Merced al impresionante juego
manipulatorio de los medios masivos de comunicación suele ligárselo a cualquier
forma de protesta, en general conectada con los países más pobres y
postergados. Todo ello, según la concepción que se fue generando, es
intrínsecamente perverso, traicionero, sádico, propio de fanáticos
fundamentalistas. Un “terrorista” -según ese orden discursivo- es un
delincuente subversivo, un apátrida; en definitiva: un monstruo inhumano. Por
supuesto que los autores del manual de la Escuela de las Américas, aunque
inciten a la tortura y a la corrupción, no son “malos”, porque lo hacen en
nombre de la guerra contra el terrorismo, para defender el “modo de vida
occidental y cristiano”.
¿Quién
en su sano juicio podría alegrarse y festejar por la muerte violenta de unos
niños, de una señora que estaba haciendo sus compras en el mercado, de un
ocasional transeúnte alcanzado por una explosión? Pero ahí está la falacia, lo
perverso del mensaje sesgado con que el poder se defiende: se presenta la parte
por el todo, mostrando sólo un aspecto -con ribetes sentimentales- de un
conjunto mucho más complejo. ¿Alguna vez los medios muestran las escenas
dantescas que sobrevienen a los bombardeos “legales” de una potencia militar?

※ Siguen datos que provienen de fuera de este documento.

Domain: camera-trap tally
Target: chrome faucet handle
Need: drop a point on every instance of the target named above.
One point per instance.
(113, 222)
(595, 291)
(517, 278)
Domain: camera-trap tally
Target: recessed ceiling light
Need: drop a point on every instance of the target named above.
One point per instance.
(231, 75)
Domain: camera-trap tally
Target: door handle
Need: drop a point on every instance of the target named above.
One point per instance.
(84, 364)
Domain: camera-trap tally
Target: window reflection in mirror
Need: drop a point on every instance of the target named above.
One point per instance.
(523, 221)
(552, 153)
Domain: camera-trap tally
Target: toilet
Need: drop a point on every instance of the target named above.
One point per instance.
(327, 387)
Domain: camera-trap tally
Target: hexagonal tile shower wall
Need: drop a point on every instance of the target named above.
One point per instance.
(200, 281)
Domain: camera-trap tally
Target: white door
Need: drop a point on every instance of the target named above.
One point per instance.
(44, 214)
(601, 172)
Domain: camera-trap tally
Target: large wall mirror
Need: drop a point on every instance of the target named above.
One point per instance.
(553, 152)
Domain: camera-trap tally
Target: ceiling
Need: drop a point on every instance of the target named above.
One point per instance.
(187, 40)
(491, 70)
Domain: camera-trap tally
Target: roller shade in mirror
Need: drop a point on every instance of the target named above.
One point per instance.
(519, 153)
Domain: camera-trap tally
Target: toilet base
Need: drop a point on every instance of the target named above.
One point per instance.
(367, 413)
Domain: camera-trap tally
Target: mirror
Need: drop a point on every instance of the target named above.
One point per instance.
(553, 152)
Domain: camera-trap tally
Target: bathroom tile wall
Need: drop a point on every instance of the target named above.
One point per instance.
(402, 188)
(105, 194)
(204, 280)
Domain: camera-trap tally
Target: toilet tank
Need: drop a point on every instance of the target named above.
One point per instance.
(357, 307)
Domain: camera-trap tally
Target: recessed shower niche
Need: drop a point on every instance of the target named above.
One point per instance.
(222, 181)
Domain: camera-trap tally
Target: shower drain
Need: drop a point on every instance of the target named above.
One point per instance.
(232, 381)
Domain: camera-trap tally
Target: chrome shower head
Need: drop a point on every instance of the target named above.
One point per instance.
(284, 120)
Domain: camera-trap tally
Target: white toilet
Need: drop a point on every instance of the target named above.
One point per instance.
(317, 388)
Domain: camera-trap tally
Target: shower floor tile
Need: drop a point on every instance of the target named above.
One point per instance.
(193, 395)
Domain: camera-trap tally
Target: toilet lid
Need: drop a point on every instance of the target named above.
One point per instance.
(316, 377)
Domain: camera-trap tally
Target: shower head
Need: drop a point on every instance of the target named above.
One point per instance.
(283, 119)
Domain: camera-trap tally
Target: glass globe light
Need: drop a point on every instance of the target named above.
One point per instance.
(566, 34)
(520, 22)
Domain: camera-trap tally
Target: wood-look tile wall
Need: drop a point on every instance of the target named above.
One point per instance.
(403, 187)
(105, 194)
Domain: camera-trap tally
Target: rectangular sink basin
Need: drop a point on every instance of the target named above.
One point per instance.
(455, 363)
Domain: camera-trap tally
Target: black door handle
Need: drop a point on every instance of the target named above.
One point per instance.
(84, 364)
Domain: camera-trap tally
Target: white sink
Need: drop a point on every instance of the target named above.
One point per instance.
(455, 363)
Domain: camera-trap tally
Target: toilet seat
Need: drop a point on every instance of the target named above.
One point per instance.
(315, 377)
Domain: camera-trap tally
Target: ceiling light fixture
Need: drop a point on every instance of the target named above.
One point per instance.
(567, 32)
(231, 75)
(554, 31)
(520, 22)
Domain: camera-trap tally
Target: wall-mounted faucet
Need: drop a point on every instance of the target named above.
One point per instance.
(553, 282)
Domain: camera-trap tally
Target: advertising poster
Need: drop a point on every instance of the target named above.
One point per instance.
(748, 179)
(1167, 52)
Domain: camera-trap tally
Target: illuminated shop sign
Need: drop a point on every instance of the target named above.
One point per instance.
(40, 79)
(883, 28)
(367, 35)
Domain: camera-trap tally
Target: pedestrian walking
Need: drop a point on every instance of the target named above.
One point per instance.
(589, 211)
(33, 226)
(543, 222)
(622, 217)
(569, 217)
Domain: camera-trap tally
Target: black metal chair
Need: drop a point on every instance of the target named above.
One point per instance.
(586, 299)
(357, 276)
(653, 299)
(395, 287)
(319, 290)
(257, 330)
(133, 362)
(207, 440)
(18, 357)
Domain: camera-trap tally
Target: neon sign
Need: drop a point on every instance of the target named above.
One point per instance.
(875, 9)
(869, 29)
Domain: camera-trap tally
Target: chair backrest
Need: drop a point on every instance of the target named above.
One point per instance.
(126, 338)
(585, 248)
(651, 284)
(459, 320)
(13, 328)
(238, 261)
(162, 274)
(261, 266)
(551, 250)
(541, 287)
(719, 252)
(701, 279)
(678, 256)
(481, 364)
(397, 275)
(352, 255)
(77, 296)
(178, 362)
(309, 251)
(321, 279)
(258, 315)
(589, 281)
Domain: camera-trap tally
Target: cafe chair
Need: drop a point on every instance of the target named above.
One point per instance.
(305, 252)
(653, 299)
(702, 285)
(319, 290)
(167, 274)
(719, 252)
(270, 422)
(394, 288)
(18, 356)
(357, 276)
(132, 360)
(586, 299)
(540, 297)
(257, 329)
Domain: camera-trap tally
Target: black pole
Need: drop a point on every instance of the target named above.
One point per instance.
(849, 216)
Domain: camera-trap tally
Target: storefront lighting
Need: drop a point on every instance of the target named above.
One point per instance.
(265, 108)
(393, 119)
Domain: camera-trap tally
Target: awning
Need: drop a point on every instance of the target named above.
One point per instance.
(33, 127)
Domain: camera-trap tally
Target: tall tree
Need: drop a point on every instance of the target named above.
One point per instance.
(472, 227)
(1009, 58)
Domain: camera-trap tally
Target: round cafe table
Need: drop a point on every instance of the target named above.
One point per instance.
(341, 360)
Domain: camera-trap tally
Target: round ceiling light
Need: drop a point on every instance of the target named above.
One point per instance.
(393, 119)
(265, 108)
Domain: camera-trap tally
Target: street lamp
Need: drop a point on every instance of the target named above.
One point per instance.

¿Alguna vez se habla de las monstruosidades propiciadas por la pedagogía del
terror de un manual como el de la Escuela de las Américas? ¿Sufre más una
víctima que la otra? ¿Es más “buena” y “respetable” una violencia que otra?
¿Qué dirán los toros sacrificados en la arena de una plaza? ¿Y los torturados,
masacrados, violados y silenciados en nombre de la libertad y la democracia?
¿Vale más un francés muerto por una bomba que un ciudadano sirio?
Está
claro que la dimensión del fenómeno es infinitamente más compleja que la
malintencionada simplificación con que se nos presenta el problema. El
maniqueísmo, en definitiva, ahoga las posibilidades de soluciones reales. Son
tan víctimas los civiles que mueren en un atentado dinamitero hecho por un
grupo irregular como los que caen bajo el fuego de un ejército regular. ¿Por
qué los regulares serían menos asesinos que los irregulares?
El
mundo sigue siendo injusto, terriblemente injusto; la distribución de la
riqueza que el sistema capitalista crea es de una inequidad espantosa. El
hambre sigue siendo la principal causa de muerte de la población mundial,
hambre evitable, hambre que debería desaparecer si se repartiera algo más
equitativamente el producto social que creamos los humanos. Esa injusticia
estructural en las relaciones interhumanas es el principal exterminio que enfrentamos
a diario; pero eso no es la gran noticia, de eso no se habla mucho. Hoy el
“terrorismo internacional” se presenta como el peor de los apocalipsis
concebibles, mientras que del hambre no se habla, o se lo hace desde una óptica
de caridad. Pero no podemos olvidar que por hambre mueren casi 100 veces más
personas diarias que por “actos terroristas”. ¿O habrá que considerar el hambre
como terrorismo?
Es por
eso que sigue teniendo vigencia lo que 35 años atrás, en 1981, firmaban
numerosos Premios Nobel como “Manifiesto contra el Hambre”, y que debemos
seguir levantando como principal estandarte por un mundo mejor: “Cientos de millones de personas agonizan a
causa del hambre y del subdesarrollo, víctimas del desorden político y
económico internacional que reina en la actualidad. Está teniendo lugar un
holocausto sin precedentes, cuyo horror abarca en un sólo año el espanto de las
masacres que nuestras generaciones conocieron en la primera mitad de este siglo
y que desborda por momentos el perímetro de la barbarie y de la muerte, no
solamente en el mundo, sino también en nuestras conciencias. […] El motivo principal de esta tragedia es de
carácter político.”
Por
tanto, el enemigo y principal amenaza para la humanidad no es el impreciso y
siempre mal definido “terrorismo”; sigue siendo la injusticia, aunque nos hayan
querido hacer creer estos años que estaba un tanto pasado de moda hablar de
ella. Y como dijo el jesuita Xabier Gorostiaga: “Quienes seguimos teniendo esperanza no somos tontos”, aunque
quieran hacernos parar por tales con los espejitos de colores que nos distraen.